West Ina Road at Interstate 10 is currently filled with construction equipment, detours and dirt. With the environmental assessment on the project stating Ina’s closure could be up to 24 months, many local business owners originally felt concern about traffic rerouting away from their storefronts. However, this does not seem to be the case.
“The loyalty of local shoppers has been fantastic,” said Julee Baxley, co-owner of Integrity Automotive. “People have found shortcuts and rerouted themselves. Businesses with good reputations and loyal customers have not been affected.”
Integrity Automotive is only a few blocks off the I-10, almost as close the Ina project as a company can get, and according to Baxley, has not seen a slowdown.
“Ina is not closed,” Baxley said.
While some larger chains that rely on through-traffic have felt effects, such as the Jack in the Box and the longstanding Hooters that both shut down, many local family-owned businesses remain unaffected.
“There’s never a good time to close down roads,” said Ed Stolmaker, President and CEO of the Marana Chamber of Commerce. “But people have realized it needed to happen, and when it’s completed, it’ll help Marana.”
Stolmaker said social media and websites are helping businesses survive the lack of road traffic, and that there are even some people making efforts to go out and shop locally at specific stores to help out during the construction. In addition, the local Shop Marana program and app are helping calm the financial burdens.
“There are a lot of people that have helped out simply because they don’t want to see their local businesses hurting,” Stolmaker said.

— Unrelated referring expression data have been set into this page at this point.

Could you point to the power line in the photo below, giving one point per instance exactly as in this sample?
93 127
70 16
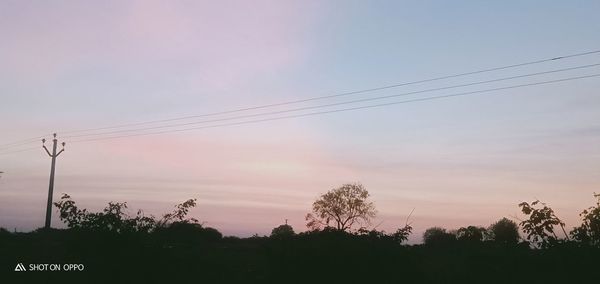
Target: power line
21 142
346 109
341 94
333 104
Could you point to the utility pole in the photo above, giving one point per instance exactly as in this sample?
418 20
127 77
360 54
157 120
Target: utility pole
51 186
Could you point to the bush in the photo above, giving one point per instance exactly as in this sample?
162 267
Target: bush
504 231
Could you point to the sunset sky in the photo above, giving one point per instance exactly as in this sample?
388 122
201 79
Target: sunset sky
469 160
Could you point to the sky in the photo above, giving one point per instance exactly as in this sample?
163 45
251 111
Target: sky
457 161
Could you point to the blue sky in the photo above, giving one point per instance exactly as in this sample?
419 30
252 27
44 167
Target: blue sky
457 161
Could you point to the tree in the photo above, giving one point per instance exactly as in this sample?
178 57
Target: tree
504 231
589 231
470 234
540 225
401 234
114 218
437 236
282 231
343 207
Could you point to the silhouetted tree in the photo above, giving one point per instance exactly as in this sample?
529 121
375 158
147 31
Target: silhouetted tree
114 219
344 207
504 231
589 231
282 231
540 225
470 234
437 236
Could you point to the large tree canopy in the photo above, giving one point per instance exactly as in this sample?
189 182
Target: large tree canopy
341 208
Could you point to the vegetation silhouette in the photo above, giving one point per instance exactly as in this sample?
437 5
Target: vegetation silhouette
343 207
117 247
504 231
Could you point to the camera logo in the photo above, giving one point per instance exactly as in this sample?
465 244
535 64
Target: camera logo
20 267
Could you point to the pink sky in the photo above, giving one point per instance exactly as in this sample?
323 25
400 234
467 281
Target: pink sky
458 162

Discount Muffler, which is within eyesight of the Ina Construction, may have been one of the businesses most affected, if not for some frugal planning.
“I’ve known the construction was coming for about five or six years, ever since it started up at Twin Peaks,” said Katrina Martinez of Discount Muffler. “I was concerned, but knew what I had to do.
I started prepping planning.”
Since the construction and lack of through-traffic in front of their location, Discount Muffler has actually expanded their store and hired additional staff.
“I did what you’d do in normal life if you knew something like this would happen,” Martinez said. “You just have to be smart with money and ask yourself ‘do I really need to buy this?’ All my previous clientele are still coming in. I haven’t lost any customers, in fact, I’ve gained some new ones.”
Tami Peek, owner of Copper Creek Cookies, knew about the looming closure before she even signed paperwork to start her business over ten years ago. Despite this foreknowledge, she and her husband Clint, like many local business owners in the immediate area, didn’t have to do much to prepare as they don’t rely too heavily on foot traffic.
“Currently, everything has to be rerouted from the area,” Peek said. “But when it opens backup, it will help businesses all around.”
She views the reduction of through-traffic a current, necessary burden that will have a positive impact in the future, even if it is tough for some.
“It’ll be a good thing for businesses that make it through the closure,” Peek said. “Tucson needed it. It’s currently like a thorn in our side, but it’ll soon be pulled and we’re so excited.”
According to the Arizona Department of Transportation, “The purpose of the interchange reconstruction project is to improve traffic operations on I-10 and on the Ina Road traffic interchange”. With design concepts and environmental assessments reaching back to 2013, the “Ina Road Traffic Interchange” project will see the I-10 growing to three lanes in each direction, and Ina Road growing to two lanes in each direction.
The Ina Road traffic interchange is expected to remain closed through 2018. The closure began last February.